Though they haven't repealed it, voters have tempered TABOR, and these days they seem to show buyer's remorse for it.
Public disrepair crosses boundaries. In state after state, highway maintenance is set by the roadside while doctrinaire anti-tax politicians and religious-right missionaries shunt aside any discussion of how to address key infrastructure concerns.
In the children's book "Onion John," an oddball hermit lives in a shack decorated with discarded bathtubs.
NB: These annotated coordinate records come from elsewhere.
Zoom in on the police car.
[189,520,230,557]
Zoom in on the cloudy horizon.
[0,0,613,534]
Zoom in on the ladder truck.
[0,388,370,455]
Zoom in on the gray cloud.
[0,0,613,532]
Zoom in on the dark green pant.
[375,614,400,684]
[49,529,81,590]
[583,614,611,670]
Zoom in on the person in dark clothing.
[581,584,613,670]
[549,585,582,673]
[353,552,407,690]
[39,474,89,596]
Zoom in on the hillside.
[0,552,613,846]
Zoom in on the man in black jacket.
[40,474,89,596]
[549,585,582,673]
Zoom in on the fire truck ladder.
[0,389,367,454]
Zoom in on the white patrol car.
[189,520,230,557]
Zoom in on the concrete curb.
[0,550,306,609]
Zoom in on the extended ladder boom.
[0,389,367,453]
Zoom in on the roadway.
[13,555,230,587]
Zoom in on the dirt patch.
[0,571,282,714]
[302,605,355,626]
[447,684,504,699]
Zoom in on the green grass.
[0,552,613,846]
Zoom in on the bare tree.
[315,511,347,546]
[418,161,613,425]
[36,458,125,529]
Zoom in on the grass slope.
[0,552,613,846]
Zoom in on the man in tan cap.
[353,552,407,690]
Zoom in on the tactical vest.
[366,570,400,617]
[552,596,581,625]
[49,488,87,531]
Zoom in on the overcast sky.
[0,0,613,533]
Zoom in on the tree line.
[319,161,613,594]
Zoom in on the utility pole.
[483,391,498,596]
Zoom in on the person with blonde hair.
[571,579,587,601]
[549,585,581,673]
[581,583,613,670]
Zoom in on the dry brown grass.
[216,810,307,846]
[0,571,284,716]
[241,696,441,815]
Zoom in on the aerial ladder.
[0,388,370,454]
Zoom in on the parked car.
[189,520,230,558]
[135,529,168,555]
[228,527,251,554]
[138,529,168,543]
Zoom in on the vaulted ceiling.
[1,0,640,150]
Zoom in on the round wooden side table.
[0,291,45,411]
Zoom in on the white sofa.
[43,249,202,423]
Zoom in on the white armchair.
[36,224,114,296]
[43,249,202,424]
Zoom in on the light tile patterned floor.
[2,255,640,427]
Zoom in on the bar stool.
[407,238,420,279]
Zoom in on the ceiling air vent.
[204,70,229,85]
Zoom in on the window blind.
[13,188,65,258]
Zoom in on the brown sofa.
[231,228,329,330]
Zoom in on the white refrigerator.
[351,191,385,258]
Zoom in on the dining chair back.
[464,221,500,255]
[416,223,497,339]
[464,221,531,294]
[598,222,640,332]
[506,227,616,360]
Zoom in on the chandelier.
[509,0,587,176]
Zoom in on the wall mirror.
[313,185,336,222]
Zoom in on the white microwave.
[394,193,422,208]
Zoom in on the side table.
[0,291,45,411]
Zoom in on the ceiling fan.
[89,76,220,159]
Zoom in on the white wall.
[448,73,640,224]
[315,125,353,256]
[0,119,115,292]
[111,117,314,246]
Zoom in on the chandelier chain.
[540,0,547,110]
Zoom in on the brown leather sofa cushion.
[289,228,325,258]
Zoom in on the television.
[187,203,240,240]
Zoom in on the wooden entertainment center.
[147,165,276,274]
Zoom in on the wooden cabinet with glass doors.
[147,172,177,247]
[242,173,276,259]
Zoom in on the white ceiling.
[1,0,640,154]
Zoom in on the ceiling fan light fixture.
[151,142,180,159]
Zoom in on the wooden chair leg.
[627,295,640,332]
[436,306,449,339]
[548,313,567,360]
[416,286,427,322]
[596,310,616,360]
He calls them stunning sculptures of holes in the ground.
Holes: They are what define and describe the fruits of this strain of fiscal policy.
I'm coming to understand that anti-tax demagogues admire potholes in the same way — as magnificent sculptures of government inaction.
"With the nation's economy at its healthiest since the Great Recession," reports Associated Press, "a surprising trend is emerging among the states — large budget gaps."
No mystery. Whether the economy is good or bad, today's Republican policymakers are committed first to cutting taxes and spending. Eight years ago, the economy went bad. So did the revenue stream. The economy has improved. But, instead of filling in the holes they left, these politicians cut taxes even further.
Now, in Kansas, under the reckless leadership of Gov. Sam Brownback, schools that were cut to the bone are essentially having to sacrifice bone marrow. At least eight Kansas school districts ended this school year early to save money.
Texas never really recouped revenue punted away on the altar of a property-tax reduction in 2007. Supposedly, a new state business tax would compensate, but the state was left with a structural deficit (It can't have a real deficit, by law), which meant that school districts had to make tremendous sacrifices.
In truth and in effect, schools are the piggy banks by which false claims of fiscal prudence can be made.
Oh, and right now the Lone Star State, with pressing needs in infrastructure and public education — both higher ed and K-12 — sits on $18 billion in unspent dollars. That includes an $11 billion Rainy Day Fund with which anti-taxers who rule Texas refuse to part. The savings they promised in property taxes, which are under local control and weren't theirs to promise, have saved homeowners little to nothing.
R.G. Ratcliffe, writing for Texas Monthly, observes that the Rainy Day Fund at this point is the "equivalent of a mason jar buried in the backyard."
Yes, that is what they call fiscal responsibility these days, particularly where anti-tax, anti-government fundamentalism holds sway. First, you dig a hole. Then you admire it.